In this blog, I will show how to build a Custom Operator in Airflow to make calls to external APIs. As we do this, we will see how to use secrets in Airflow, make tasks communicate with each other and interpret the output of an SSH Operator. Although this blog refers to posting messages to Skype, all it does is hit an HTTP endpoint, i.e makes an external API call. We can use similar approach for any other HTTP calls as well. This blog assumes basic knowledge of using Airflow DAGs.
Context
I helped set up Airflow at Qxf2. Along with my colleagues, I have written a few scripts that implemented Delta Lake architecture. These scripts perform some ETL and write refined data to Delta Lake tables. Airflow fits in well here to schedule and monitor these workflows.
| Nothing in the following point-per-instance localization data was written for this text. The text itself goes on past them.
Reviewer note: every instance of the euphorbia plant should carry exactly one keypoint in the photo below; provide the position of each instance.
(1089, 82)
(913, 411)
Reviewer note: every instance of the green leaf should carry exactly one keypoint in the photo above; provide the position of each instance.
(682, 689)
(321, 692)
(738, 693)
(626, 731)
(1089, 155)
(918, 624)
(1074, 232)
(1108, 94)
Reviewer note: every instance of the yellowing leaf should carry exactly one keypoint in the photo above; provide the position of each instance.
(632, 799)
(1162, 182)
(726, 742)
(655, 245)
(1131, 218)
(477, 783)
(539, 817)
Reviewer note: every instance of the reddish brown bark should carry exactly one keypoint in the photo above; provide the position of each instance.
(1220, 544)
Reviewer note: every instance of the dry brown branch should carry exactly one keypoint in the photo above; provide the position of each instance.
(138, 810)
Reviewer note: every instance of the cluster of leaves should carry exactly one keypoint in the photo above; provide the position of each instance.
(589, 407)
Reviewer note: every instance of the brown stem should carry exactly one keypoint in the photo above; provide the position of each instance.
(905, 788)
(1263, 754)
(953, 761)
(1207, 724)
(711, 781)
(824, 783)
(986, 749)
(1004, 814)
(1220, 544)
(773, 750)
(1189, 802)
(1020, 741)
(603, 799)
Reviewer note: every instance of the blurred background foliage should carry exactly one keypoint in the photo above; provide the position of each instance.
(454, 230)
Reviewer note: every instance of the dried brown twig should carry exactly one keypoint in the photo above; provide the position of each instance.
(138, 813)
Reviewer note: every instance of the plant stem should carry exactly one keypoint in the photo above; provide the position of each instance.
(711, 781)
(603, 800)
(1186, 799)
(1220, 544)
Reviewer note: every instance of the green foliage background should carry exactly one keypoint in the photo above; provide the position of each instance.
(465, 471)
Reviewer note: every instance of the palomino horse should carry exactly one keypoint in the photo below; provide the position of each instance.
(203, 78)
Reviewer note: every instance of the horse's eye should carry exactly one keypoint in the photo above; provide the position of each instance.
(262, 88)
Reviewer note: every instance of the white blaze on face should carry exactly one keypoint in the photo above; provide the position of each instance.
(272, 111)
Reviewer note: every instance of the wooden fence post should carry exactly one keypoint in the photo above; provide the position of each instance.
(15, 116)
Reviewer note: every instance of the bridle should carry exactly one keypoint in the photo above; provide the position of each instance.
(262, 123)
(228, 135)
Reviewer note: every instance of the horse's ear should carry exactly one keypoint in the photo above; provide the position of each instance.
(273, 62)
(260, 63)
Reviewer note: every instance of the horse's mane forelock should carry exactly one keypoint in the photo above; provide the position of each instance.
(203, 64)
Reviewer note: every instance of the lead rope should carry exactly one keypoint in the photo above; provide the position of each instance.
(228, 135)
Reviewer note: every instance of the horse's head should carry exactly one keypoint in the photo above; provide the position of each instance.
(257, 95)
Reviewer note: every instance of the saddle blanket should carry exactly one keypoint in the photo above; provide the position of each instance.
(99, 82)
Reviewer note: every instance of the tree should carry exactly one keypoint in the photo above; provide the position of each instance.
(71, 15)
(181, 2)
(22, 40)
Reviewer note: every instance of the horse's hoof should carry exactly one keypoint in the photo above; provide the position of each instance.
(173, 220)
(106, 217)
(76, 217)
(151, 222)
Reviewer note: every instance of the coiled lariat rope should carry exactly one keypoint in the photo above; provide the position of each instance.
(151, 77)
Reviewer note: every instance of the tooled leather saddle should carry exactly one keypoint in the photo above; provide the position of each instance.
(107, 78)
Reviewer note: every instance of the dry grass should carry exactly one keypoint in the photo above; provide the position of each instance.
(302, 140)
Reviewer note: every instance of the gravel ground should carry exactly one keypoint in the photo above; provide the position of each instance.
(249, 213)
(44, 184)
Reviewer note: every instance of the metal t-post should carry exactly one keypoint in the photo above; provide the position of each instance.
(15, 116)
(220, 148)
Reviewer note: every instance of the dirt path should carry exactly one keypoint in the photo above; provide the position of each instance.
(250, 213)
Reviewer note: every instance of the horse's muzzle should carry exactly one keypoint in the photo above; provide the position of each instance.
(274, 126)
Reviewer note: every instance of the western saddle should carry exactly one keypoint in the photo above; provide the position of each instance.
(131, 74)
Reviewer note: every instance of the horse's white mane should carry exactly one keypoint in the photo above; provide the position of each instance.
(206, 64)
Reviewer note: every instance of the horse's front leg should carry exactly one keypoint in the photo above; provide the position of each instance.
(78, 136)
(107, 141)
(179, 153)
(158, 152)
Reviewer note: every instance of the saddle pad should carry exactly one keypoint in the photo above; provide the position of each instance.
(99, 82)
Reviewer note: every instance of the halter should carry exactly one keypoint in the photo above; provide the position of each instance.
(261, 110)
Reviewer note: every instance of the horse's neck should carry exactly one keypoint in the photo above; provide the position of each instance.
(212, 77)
As I worked on building upon these DAGs, one of the functionalities I wanted to add was to send the output of tasks as notifications. At Qxf2, the main mode of communication is Skype. To make it easy to programmatically post messages to Skype, we had put a ‘Skype Sender’ web service. So I set out to write a small Python snippet that will make a post call to the HTTPS endpoint exposed by the web service. By creating a Custom Operator in Airflow (out of my Skype sender code), I can make this available to be used by my colleagues in their DAGs.
Overview
I will first show how to put up the Custom Operator. And then we will look at how to use it in one of the DAGs I had set up. We will do the following:
1. Create Custom Operator
2. Setup Airflow Variables
3. A quick look at DAG
4. Add task to use Custom Operator in DAG
5. Use XComs to communicate between tasks
6. Update tasks to use XComs
7. Upgrade SkypeOperator to render templated value
8. Decode XCom value returned from SSHOperator
1. Create Custom Operator
Writing a Custom Operator is fairly straightforward. All we have to do is to extend the BaseOperator and override its Constructor and Executor methods in the derived class.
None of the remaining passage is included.